Bladder disorders can have lasting effects on patients’ lives into adolescence and adulthood. But effective treatments are available.
For a number of years, there stood a small abstract painting on my desk. It showed a jumble of streaks and bright colours against a dark background. When I asked the eight-year-old who gave me the picture what it represented, she asked me to turn it over. On the back was a single word: Chaos. She had suffered from urinary incontinence her entire life, had received multiple treatments and was just about to undergo another surgical procedure.
I believe that the despair and chaos portrayed by that picture may well represent what many children of a certain age feel when they fail to achieve urinary continence like their peers. A problem of this nature can affect a person their entire life. It is therefore highly commendable that Anine Lie and colleagues have focused on paediatric urinary incontinence in this issue of the Journal of the Norwegian Medical Association (1). Two further articles on the topic will appear in later issues (2, 3). Lie and colleagues’ article provides a good introduction on how to approach the problem, especially in first-line care. The same principles of assessment and early treatment can then be built upon in the specialist health service. A proper workup is the foundation of both primary care and more specialised treatment for children with neurogenic bladder disorder (2) and for those who require surgery (3).
A problem of this nature can affect a person their entire life
Unfortunately, it was not so long ago that the majority of these children received inadequate treatment, ranging from so-called folk remedies to being treated as pariahs. With a few honourable exceptions, it was not until the mid-1980s that the treatment of urinary tract disorders in children gained momentum (4). The realisation that children were not small adults and that the assessment and treatment of paediatric urological conditions required their own guidelines was very important. Another step in the right direction was the development of a training programme on the treatment of urological disorders, first in Gothenburg and then later at Bergen University College in Norway. An understanding of the mechanisms of micturition, and a pedagogical approach to solving urinary tract problems, was highly important.
The field has developed and in many ways matured over time. The evidence base for the assessment and treatment of neurogenic and non-neurogenic urinary tract disorders has been expanded and strengthened. The establishment of two important collaborative groups, the European Society for Paediatric Urology (ESPU) and the European Association of Urology (EAU), contributed greatly in this respect. The two groups now collaborate on guidelines. These are well-written, updated annually and readily available in both expanded and short form. They are therefore well worth having as a source of useful background information when treating children with urinary tract disorders (5).

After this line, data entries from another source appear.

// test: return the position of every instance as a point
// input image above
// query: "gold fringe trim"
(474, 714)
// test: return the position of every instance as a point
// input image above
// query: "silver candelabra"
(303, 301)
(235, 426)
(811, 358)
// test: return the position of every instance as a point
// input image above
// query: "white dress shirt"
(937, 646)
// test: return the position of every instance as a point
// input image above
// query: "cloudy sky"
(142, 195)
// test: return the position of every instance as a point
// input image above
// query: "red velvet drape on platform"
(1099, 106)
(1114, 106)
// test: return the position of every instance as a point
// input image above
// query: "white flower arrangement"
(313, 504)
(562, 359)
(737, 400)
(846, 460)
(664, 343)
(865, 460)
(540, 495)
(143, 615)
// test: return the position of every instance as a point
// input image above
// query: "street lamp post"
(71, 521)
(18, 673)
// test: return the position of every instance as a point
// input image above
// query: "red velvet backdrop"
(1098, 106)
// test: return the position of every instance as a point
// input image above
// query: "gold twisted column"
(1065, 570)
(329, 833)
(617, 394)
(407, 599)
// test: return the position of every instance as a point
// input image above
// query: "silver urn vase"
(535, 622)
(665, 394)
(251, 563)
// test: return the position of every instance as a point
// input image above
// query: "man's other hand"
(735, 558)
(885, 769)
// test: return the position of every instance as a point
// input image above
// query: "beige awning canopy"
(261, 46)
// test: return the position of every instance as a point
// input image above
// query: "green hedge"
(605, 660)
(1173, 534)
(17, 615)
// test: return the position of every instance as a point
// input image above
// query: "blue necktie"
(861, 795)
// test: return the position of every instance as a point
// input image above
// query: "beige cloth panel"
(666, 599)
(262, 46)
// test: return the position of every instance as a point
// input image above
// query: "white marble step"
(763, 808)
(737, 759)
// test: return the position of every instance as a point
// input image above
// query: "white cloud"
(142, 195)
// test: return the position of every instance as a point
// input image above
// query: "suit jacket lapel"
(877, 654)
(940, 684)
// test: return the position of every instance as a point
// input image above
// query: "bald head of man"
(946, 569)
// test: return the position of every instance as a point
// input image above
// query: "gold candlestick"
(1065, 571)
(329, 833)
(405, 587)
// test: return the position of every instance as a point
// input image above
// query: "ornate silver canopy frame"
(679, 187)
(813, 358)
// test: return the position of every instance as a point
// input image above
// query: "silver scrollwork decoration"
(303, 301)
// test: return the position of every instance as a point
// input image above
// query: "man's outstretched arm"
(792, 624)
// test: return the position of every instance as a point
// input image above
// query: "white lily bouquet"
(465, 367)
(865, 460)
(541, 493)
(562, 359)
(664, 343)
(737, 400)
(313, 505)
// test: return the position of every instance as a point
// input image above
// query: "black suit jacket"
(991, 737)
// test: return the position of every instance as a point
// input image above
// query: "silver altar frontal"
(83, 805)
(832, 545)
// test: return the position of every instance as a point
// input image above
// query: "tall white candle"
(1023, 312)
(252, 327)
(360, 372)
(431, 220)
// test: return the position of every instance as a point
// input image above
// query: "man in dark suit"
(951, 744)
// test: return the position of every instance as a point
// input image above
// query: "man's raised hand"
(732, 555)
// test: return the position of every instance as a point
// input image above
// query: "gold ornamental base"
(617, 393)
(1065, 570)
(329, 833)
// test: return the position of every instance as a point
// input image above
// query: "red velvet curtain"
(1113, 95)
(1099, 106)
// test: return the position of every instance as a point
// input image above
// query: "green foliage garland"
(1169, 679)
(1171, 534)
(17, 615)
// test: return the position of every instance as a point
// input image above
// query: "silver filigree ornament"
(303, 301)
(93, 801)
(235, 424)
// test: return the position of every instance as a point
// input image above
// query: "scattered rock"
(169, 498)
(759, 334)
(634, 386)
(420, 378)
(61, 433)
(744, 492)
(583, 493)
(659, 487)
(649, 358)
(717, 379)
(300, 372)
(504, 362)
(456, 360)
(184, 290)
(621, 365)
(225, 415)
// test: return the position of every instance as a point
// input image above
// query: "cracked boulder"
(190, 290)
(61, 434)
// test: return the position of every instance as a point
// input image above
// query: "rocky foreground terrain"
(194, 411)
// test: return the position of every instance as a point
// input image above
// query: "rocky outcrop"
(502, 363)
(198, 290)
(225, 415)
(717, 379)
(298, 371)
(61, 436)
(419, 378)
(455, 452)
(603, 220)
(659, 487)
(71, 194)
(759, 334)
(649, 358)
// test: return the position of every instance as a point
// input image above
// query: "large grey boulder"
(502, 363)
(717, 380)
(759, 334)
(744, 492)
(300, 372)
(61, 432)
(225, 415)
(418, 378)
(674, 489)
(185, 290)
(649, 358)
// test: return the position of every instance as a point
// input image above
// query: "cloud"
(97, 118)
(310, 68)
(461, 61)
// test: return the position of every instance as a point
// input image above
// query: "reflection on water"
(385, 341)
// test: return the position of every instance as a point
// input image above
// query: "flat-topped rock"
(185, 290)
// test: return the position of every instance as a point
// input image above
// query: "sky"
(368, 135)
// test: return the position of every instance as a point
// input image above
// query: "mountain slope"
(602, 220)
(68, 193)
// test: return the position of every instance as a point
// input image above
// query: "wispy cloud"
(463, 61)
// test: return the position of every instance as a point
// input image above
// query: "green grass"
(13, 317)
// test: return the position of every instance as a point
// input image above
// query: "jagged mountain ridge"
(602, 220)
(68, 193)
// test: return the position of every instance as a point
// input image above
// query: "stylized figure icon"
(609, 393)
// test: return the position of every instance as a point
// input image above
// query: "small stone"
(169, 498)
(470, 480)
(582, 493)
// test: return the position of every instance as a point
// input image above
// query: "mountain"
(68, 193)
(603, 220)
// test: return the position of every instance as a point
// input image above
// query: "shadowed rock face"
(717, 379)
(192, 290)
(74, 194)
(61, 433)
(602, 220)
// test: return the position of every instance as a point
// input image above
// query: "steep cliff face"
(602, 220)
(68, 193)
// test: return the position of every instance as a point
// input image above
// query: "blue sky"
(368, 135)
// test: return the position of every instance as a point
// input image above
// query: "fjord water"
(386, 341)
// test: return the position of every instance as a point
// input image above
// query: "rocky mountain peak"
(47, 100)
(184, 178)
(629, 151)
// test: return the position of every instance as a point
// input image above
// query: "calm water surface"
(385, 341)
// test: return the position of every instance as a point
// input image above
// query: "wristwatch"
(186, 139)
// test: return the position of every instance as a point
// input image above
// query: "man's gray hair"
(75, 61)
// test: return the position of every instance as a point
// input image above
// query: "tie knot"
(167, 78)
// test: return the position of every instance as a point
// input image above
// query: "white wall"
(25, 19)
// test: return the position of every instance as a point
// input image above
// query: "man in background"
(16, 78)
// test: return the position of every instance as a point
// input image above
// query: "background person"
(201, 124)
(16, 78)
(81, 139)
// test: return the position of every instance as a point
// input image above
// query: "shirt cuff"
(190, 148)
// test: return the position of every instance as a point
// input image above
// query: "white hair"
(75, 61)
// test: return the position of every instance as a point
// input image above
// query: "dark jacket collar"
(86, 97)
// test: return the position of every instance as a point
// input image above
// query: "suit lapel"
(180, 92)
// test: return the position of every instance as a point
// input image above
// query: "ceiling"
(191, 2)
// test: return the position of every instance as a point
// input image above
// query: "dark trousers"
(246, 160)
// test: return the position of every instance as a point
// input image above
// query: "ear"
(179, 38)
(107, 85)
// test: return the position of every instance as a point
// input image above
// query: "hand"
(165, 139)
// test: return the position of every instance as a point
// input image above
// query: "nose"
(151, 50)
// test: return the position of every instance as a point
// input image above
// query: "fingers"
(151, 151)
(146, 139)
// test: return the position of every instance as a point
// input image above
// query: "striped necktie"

We must hope that the articles lead ultimately to revised guidelines
Norwegian authorities and organisations have perhaps not been as good at following international developments in this area as one might wish. The chapter on urinary incontinence in Pediatriveilederen [Guidelines in Paediatrics] is from 2009 and would benefit from being updated (6), although citations to updated reference works are provided on the same page. The Norwegian Directorate of Health’s priority-setting guidelines for paediatric urinary incontinence are from 2015 (7). There have been major developments in the field, and significant increases in understanding of the problems, since these guidelines were published. It is therefore excellent news that the Journal of the Norwegian Medical Association is publishing a series of articles on this topic, and we must hope that the articles lead ultimately to revised guidelines.

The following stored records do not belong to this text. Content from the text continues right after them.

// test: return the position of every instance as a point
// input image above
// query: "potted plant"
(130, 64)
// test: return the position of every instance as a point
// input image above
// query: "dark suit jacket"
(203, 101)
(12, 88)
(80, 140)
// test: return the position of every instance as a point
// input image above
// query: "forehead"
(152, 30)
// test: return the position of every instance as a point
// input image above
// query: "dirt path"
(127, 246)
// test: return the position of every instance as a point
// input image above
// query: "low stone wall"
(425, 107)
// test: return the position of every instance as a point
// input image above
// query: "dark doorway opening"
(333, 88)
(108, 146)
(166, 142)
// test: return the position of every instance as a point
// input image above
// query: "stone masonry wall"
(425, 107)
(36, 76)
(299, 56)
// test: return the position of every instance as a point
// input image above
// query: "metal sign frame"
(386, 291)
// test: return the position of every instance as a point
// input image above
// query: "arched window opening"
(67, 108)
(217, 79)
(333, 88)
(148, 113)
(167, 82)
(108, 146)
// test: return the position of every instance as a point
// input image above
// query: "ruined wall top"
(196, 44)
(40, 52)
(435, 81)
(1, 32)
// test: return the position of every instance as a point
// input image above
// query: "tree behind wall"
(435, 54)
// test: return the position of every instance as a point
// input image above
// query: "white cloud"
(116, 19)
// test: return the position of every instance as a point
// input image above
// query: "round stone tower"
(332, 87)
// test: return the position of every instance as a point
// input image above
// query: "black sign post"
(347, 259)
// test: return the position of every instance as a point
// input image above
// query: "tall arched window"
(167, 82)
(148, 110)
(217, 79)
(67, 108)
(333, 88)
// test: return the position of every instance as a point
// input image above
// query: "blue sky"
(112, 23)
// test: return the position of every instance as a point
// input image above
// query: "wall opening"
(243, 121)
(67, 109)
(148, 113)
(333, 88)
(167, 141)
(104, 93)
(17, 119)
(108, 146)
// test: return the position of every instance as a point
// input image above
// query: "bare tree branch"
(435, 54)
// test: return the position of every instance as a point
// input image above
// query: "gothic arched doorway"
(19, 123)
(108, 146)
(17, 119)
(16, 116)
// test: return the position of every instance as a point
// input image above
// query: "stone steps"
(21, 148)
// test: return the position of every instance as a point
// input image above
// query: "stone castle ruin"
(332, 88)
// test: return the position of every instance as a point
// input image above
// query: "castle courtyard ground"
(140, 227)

It must nevertheless be emphasised that even if guidelines draw upon the most robust evidence base and the best recommendations, it is not always certain that they will provide the best results for individual patients. Guidelines can never replace clinical experience and an effective collaboration with children and their parents when choosing tests and treatments. They must support this interaction. Remember that guidelines are not legal rights, but sound recommendations.